暴風雨の前には静かになるのが普通である。いまはまさにこの状態である。各士官は夜間にその管掌の砲側を離れてはならないという信号命令があった。一般の乗員はすでにだいぶ前から砲側で寝ている。もっとも警戒しなければならないのは夜間の水雷攻撃である。
多くの汽船に出会い始めた。それらの汽船はみなよく注意して我が艦隊の航路を避けて通過した。いままでは海上は鏡のように静かだったのだが,いま強風に雨を交えて吹き出した。
館内にはいたるところに火災のときに備えるために消火粉を入れた缶と包帯材料を入れた袋を配置した。私はこの消火粉の効果を信用していない。
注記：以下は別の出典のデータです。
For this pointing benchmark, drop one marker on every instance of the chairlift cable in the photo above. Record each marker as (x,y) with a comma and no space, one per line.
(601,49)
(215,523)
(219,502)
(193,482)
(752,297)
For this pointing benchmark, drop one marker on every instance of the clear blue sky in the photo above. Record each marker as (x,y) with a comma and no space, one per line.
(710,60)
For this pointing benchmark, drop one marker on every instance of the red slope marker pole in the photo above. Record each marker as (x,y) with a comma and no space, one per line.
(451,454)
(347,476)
その生死に関して疑義のあった水兵は今日葬った。駆逐艦でだれかが規定どおりの祈祷文を読み,司祭(牧師)が遠く立って十字架で遺骸を祝福し,その遺骸を直ちに海に下した。何と簡単な葬儀であったろう。
昼食後にまたも3時間ほど艦長とともにブリッジの上にいてお茶を飲んだ。艦長からウラジオのことや,その生活上の状態などを聞いた。
今日の午後からカムラン湾まではまだ2100露里を残している。我々は途中でもし戦争もなく停船問題もなければ,この行程を7日間で航行できる。